Sosok itu menggeleng sebagai jawaban. Tidak membenarkan bagaimana anggapannya bicara yakin. Alhasil, Chanyeol pun tertunduk menangkap senyum pahit.
.
.
.
.
.
.
MONOCHROMATIC
By
Gyoulight
.
.
.
.
.
.
Filled your life with someone else, like teardrops in your eyes.
Who does cares what you are while the river flows in you?
.
.
.
.
.
.
00. PAIN
Chanyeol kembali menuntun seseorang yang digenggamnya memasuki kamar kecil di ujung lorong. Awalnya sosok itu menolak, tapi nyatanya tidak mampu menolak ketika Chanyeol memaksa. Sepupu lelaki itu mau tidak mau menghentikan langkahnya ketika mereka sampai di ambang pintu. Senyumnya sedikit mengembang kala langkahnya berbalik menjauh. Memilih mempercayakan sepupunya pada sosok tinggi yang hingga saat ini lengannya masih diamit.
Chanyeol mengambil sebuah handuk kecil yang tanpa bertanya pun ia sudah tahu letaknya dimana. Tangannya tanggap mengusak rambut sosok di depannya lembut. Tidak lupa mengeringkan wajah halus yang masih menatapnya kosong tanpa bicara.
Sosok itu sudah lama tidak bersuara sepanjang perjalanan pulang. Mematung, tidak hirau dengan perlakuan Chanyeol padanya. Chanyeol sendiri berniat menarik turun ritsleting jaket si rambut coklat. Hendak membantunya, namun buru-buru sebuah penolakan menahan lengannya.
"Kau tidak bisa melakukannya."
Chanyeol terpaku. Sama sekali tidak berpikir tentang sebuah alasan mengapa bantuannya ditolak dengan mudah.

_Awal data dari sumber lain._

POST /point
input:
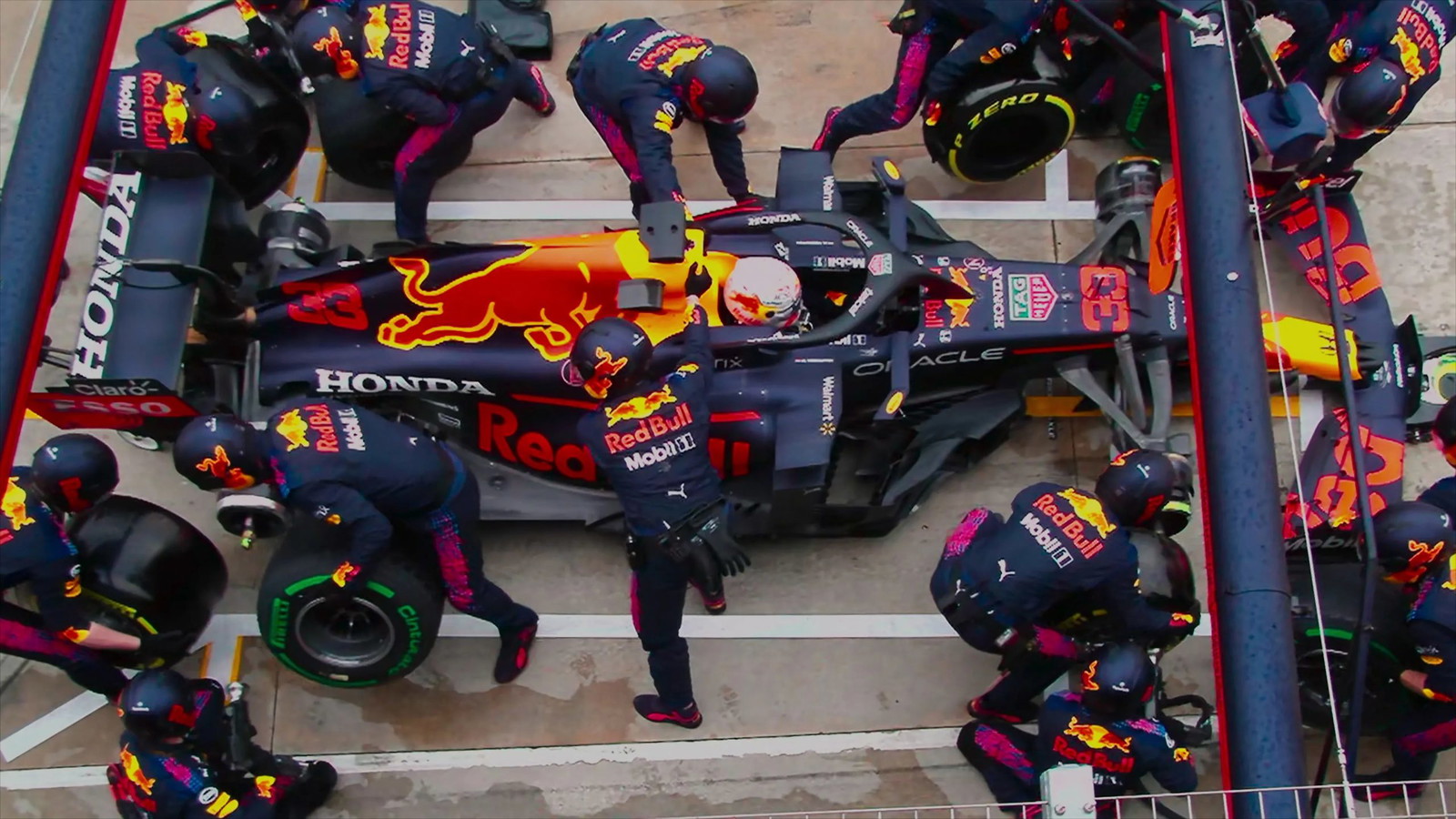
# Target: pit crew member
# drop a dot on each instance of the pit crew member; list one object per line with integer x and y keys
{"x": 934, "y": 69}
{"x": 650, "y": 438}
{"x": 449, "y": 75}
{"x": 364, "y": 474}
{"x": 1417, "y": 548}
{"x": 1388, "y": 56}
{"x": 996, "y": 577}
{"x": 175, "y": 760}
{"x": 1106, "y": 726}
{"x": 638, "y": 80}
{"x": 69, "y": 474}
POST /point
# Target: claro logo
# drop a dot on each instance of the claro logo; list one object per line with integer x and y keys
{"x": 99, "y": 309}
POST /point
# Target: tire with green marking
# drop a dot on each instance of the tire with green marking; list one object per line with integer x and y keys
{"x": 1390, "y": 651}
{"x": 380, "y": 634}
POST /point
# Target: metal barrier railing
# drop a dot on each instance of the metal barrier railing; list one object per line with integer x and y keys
{"x": 1436, "y": 799}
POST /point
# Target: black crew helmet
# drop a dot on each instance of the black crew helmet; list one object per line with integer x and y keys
{"x": 157, "y": 705}
{"x": 1410, "y": 537}
{"x": 1136, "y": 486}
{"x": 220, "y": 452}
{"x": 327, "y": 43}
{"x": 720, "y": 85}
{"x": 1368, "y": 98}
{"x": 73, "y": 471}
{"x": 611, "y": 354}
{"x": 1118, "y": 681}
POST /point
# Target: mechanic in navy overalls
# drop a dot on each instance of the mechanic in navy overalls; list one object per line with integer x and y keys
{"x": 997, "y": 577}
{"x": 650, "y": 438}
{"x": 638, "y": 80}
{"x": 175, "y": 760}
{"x": 364, "y": 474}
{"x": 1417, "y": 548}
{"x": 932, "y": 67}
{"x": 449, "y": 75}
{"x": 69, "y": 474}
{"x": 1104, "y": 726}
{"x": 1388, "y": 56}
{"x": 1441, "y": 494}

"Kenapa?" Dan pula mengapa ia bisa menanyakan 'kenapa' pada hal yang nampaknya sudah bisa ditebaknya─jika saja ia bisa memutuskan untuk sedikit berpikir.
"Kau pria," jawab Baekhyun sedatar dinding. Namun canggung nadanya mendayu di telinga Chanyeol. Lantas Chanyeol segera tahu, jika itu bukanlah jawaban yang sebenarnya.
"Dan kau juga pria," balas Chanyeol polos, yang demi Tuhan ia sadar masih butuh menatap sosok itu tanpa celah. Jujur, ia hanya takut jika sosok itu melakukan kesalahan saat ia berkedip sekalipun.
"Aku bisa melakukannya sendiri." Si rambut coklat kemudian beranjak dari sana. Langkahnya lalu menyangsi menuju suatu tempat. Sedangkan Chanyeol masih mematung di posisinya, hanya bisa menebak kemana sosoknya hendak pergi kali ini.
"Pulanglah," sarannya mulai meraba dinding. Memunggungi keberadaan Chanyeol yang masih memperhatikan detail. "kau tidak bisa berlama-lama di sini."
Chanyeol menggeleng dalam pikirannya. Ingin mengatakan bahwa tebakan lelaki itu salah. Tapi nyatanya ia tidak akan pernah bisa memungkiri bahwa Baekhyun selalu benar dengan segala terkaannya. "Kau butuh bantuanku."
Sosok itu lantas menghela nafasnya panjang. Sedikit bosan karena semua orang selalu menawarkan bantuan padanya. "Aku tidak butuh bantuan dari siapapun."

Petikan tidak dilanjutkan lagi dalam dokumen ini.